I have a flink app (flink version is 1.9.2) which enabled checkpoint function. When I run it in the apache flink platform. I always get the checkpoint failed message: Checkpoint expired before completing.After check the threadDumps of the taskManager during a checkpoint, I found that a thread which contains two operators that request external service was always in runnable state. Below are my design of this operator and the checkpoint configuration.
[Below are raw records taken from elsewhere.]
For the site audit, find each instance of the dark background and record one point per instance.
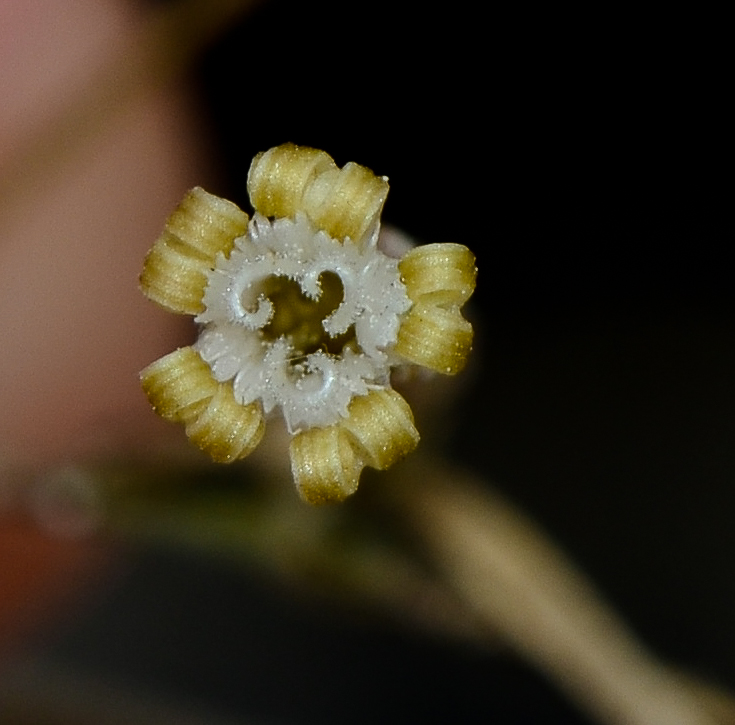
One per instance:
(577, 153)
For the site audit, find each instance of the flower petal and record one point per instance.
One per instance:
(441, 274)
(278, 178)
(175, 269)
(179, 384)
(381, 423)
(225, 429)
(207, 223)
(324, 464)
(436, 338)
(346, 202)
(174, 276)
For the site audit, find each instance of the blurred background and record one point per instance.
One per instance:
(577, 155)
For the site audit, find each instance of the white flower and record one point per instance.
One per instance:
(302, 313)
(263, 354)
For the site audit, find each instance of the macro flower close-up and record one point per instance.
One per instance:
(302, 314)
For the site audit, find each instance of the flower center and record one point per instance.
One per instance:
(300, 319)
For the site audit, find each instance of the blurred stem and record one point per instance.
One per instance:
(510, 576)
(167, 41)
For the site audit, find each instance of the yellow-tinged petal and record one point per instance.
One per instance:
(441, 274)
(179, 384)
(434, 337)
(324, 464)
(278, 178)
(225, 429)
(381, 423)
(174, 276)
(345, 202)
(207, 223)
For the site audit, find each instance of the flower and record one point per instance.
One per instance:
(302, 313)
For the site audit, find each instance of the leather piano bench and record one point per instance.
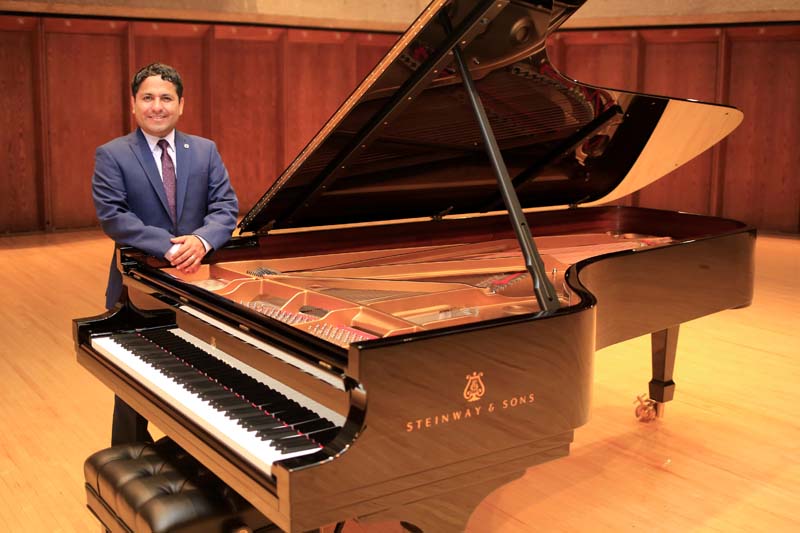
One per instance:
(158, 488)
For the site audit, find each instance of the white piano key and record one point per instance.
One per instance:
(258, 452)
(270, 382)
(273, 351)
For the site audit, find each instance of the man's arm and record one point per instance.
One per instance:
(117, 220)
(218, 223)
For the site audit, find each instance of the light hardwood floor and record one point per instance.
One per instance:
(725, 457)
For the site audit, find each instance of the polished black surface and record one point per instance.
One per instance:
(406, 144)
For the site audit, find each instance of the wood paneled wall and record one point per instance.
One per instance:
(262, 92)
(753, 175)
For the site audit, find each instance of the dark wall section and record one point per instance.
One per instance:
(262, 92)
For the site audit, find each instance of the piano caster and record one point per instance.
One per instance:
(648, 409)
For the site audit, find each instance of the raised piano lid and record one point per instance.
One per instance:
(406, 144)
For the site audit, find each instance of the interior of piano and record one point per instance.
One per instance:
(357, 296)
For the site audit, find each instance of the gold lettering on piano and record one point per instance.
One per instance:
(475, 388)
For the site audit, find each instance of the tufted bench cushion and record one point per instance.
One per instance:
(158, 488)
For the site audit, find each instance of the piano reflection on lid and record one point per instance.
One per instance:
(409, 316)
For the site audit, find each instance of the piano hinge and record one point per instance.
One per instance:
(441, 214)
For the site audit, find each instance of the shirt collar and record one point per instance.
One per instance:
(153, 141)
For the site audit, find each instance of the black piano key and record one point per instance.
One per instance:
(310, 426)
(276, 433)
(230, 390)
(324, 436)
(294, 444)
(295, 416)
(259, 424)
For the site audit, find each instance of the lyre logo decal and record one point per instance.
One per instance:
(475, 388)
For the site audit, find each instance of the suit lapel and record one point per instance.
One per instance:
(142, 151)
(183, 150)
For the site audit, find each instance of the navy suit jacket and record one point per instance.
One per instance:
(131, 203)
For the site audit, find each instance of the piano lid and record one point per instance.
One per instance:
(406, 142)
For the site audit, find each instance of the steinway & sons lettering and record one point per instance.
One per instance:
(468, 413)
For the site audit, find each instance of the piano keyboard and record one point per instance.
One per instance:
(261, 419)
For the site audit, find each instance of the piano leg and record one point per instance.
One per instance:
(664, 346)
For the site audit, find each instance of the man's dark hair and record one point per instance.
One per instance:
(166, 72)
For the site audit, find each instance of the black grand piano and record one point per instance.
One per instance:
(409, 316)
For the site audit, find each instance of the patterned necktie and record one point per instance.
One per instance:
(168, 176)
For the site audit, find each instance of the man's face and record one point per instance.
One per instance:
(156, 106)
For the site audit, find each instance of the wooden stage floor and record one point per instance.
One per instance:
(725, 458)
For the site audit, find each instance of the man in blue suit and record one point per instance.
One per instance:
(162, 191)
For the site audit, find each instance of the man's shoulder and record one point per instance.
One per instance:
(196, 140)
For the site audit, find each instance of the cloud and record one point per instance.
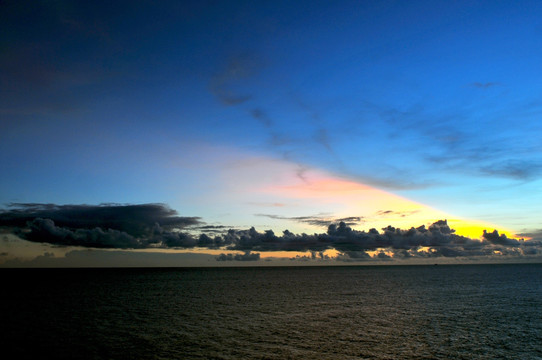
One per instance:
(157, 226)
(247, 256)
(396, 213)
(317, 220)
(135, 220)
(99, 226)
(223, 84)
(484, 85)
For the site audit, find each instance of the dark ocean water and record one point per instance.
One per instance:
(395, 312)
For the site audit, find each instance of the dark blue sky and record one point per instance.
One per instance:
(220, 108)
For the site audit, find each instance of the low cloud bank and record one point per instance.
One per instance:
(144, 226)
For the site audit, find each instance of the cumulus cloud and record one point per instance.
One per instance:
(247, 256)
(157, 226)
(99, 226)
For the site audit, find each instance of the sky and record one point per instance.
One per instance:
(226, 133)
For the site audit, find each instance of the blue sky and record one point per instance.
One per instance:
(219, 109)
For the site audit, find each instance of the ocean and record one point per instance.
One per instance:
(351, 312)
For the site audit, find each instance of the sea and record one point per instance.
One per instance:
(350, 312)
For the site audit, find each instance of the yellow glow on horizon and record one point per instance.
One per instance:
(377, 208)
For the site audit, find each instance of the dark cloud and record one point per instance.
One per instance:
(99, 226)
(317, 220)
(247, 256)
(135, 220)
(157, 226)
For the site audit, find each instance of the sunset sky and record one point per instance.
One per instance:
(139, 133)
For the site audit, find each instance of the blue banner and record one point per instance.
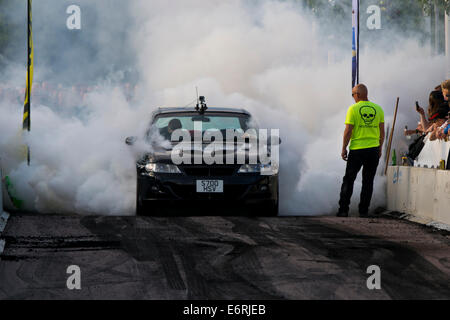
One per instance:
(355, 43)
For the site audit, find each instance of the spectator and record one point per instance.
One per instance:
(446, 89)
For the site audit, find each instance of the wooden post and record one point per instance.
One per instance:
(390, 136)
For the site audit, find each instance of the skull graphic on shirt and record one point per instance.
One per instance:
(368, 114)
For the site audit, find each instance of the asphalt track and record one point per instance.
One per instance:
(222, 258)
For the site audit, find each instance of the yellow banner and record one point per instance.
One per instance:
(27, 103)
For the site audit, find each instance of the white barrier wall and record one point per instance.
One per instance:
(421, 192)
(432, 153)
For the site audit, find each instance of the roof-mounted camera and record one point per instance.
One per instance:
(201, 106)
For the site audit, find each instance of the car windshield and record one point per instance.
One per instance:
(216, 121)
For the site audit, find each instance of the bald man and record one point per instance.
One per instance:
(364, 130)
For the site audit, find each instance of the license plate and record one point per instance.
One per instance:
(210, 186)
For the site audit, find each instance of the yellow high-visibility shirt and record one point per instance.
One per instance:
(365, 116)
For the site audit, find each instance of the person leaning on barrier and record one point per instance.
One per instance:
(364, 130)
(445, 87)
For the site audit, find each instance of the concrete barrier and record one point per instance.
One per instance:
(422, 193)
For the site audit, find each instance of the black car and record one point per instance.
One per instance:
(162, 184)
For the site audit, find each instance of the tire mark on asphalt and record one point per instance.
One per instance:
(405, 274)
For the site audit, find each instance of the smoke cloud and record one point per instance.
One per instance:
(273, 58)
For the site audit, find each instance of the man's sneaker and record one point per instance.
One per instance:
(342, 214)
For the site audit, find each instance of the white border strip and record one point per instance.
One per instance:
(420, 220)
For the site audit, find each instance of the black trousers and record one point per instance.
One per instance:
(368, 159)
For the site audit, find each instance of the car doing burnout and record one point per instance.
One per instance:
(161, 183)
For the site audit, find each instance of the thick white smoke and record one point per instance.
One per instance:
(269, 57)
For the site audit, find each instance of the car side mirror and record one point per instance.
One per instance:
(130, 140)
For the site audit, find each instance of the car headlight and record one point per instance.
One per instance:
(264, 169)
(161, 168)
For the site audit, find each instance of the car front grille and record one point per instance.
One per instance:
(209, 170)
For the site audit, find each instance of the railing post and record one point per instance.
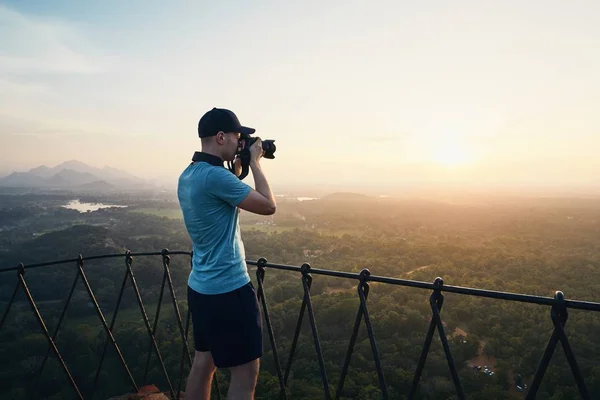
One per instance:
(260, 277)
(38, 316)
(559, 316)
(306, 282)
(436, 300)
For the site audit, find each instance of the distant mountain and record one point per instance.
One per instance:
(97, 186)
(346, 196)
(74, 174)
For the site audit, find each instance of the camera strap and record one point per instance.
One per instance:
(244, 156)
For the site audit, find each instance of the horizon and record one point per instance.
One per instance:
(394, 96)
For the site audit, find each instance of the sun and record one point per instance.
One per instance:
(450, 153)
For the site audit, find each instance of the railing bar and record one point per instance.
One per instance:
(436, 307)
(305, 279)
(105, 325)
(346, 364)
(166, 265)
(112, 326)
(88, 258)
(260, 275)
(422, 359)
(363, 299)
(571, 358)
(38, 316)
(574, 304)
(128, 262)
(183, 353)
(155, 325)
(10, 303)
(290, 359)
(57, 329)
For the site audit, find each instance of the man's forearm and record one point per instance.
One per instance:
(260, 182)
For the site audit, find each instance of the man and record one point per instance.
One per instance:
(226, 319)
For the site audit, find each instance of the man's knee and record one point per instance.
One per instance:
(245, 376)
(203, 363)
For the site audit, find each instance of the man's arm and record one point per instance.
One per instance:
(259, 201)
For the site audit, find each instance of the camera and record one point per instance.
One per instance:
(267, 145)
(244, 154)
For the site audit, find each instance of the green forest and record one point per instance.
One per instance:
(530, 245)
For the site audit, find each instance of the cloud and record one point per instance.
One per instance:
(35, 45)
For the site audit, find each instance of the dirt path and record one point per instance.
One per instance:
(482, 358)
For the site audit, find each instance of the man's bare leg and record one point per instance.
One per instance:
(200, 377)
(243, 381)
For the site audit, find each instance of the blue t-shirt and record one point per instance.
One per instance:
(209, 195)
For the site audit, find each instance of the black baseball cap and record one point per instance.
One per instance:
(221, 120)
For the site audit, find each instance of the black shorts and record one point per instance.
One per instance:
(229, 325)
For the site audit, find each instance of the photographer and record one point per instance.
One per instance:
(226, 319)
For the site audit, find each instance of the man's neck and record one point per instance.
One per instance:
(203, 156)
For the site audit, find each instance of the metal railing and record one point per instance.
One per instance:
(559, 315)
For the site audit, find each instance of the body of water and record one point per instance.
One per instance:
(84, 207)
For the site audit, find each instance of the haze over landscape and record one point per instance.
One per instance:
(355, 93)
(418, 140)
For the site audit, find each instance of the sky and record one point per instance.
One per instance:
(354, 92)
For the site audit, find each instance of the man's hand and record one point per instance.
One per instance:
(256, 151)
(237, 166)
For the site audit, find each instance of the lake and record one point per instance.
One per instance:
(85, 207)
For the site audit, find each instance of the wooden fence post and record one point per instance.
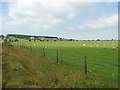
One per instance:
(30, 48)
(85, 64)
(61, 56)
(57, 57)
(44, 51)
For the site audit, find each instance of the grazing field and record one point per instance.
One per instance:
(28, 67)
(102, 56)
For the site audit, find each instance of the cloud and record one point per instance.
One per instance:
(44, 12)
(102, 22)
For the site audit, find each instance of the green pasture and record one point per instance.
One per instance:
(102, 56)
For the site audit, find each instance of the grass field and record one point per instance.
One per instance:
(102, 59)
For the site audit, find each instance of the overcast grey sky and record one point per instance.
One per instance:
(62, 18)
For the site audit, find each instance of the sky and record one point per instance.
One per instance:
(62, 18)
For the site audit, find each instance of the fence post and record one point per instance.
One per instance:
(61, 56)
(30, 48)
(85, 64)
(57, 57)
(44, 51)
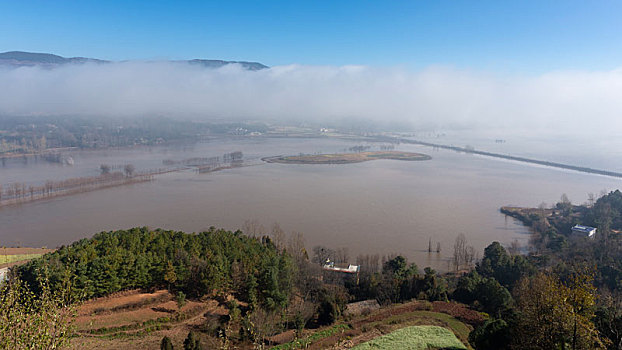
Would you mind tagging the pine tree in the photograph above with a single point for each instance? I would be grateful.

Please help advise how to resolve the issue ?
operator design:
public class OperatorA extends RichMapFunction<POJOA, POJOA> {
private Connection connection;
private String getCusipSourceIdPairsQuery;
private String getCusipListQuery;
private MapState<String, List<POJOX>> modifiedCusipState;
private MapState<String, List<POJOX>> bwicMatchedModifiedCusipState;
@Override
public POJOA map(POJOA value) throw Exception {
// create local variable PreparedStatement every time invoke this map method
// update/clear those two MapStates
}
@Override
public void open(Configuration parameters) {
// initialize jdbc connection and TTL MapStates using GlobalJobParameters
}
@Override
public void close() {
// close jdbc connection
}
}
public class OperatorB extends RichMapFunction<POJOA, POJOA> {
private MyServiceA serviceA;
private MyServiceB serviceB;
@Override
public POJOA map(POJOA value) throw Exception {
// call a restful GET API of ServiceB, get a XML response, about 500 fields in the response.
// use serviceA's function to extract the XML document and then populate the value fields.
}
@Override
public void open(Configuration parameters) {
// initialize local jdbc connection and PreparedStatement using globalJobParameters. then use the executed results to initialize serviceA.
// initialize serviceB.
}
}
checkpoint configuration:
Checkpointing Mode Exactly Once
Interval 15m 0s
Timeout 10m 0s
Minimum Pause Between Checkpoints 5m 0s
Maximum Concurrent Checkpoints 1
Persist Checkpoints Externally Disabled
Sample checkpoint history:
ID Status Acknowledged Trigger Time Latest Acknowledgement End to End Duration State Size Buffered During Alignment
20 In Progress 3/12 (25%) 15:03:13 15:04:14 1m 1s 5.65 KB 0 B
19 Failed 3/12 14:48:13 14:50:12 10m 0s 5.65 KB 0 B
18 Failed 3/12 14:33:13 14:34:50 10m 0s 5.65 KB 0 B
17 Failed 4/12 14:18:13 14:27:04 9m 59s 2.91 MB 64.0 KB
16 Failed 3/12 14:03:13 14:05:18 10m 0s 5.65 KB 0 B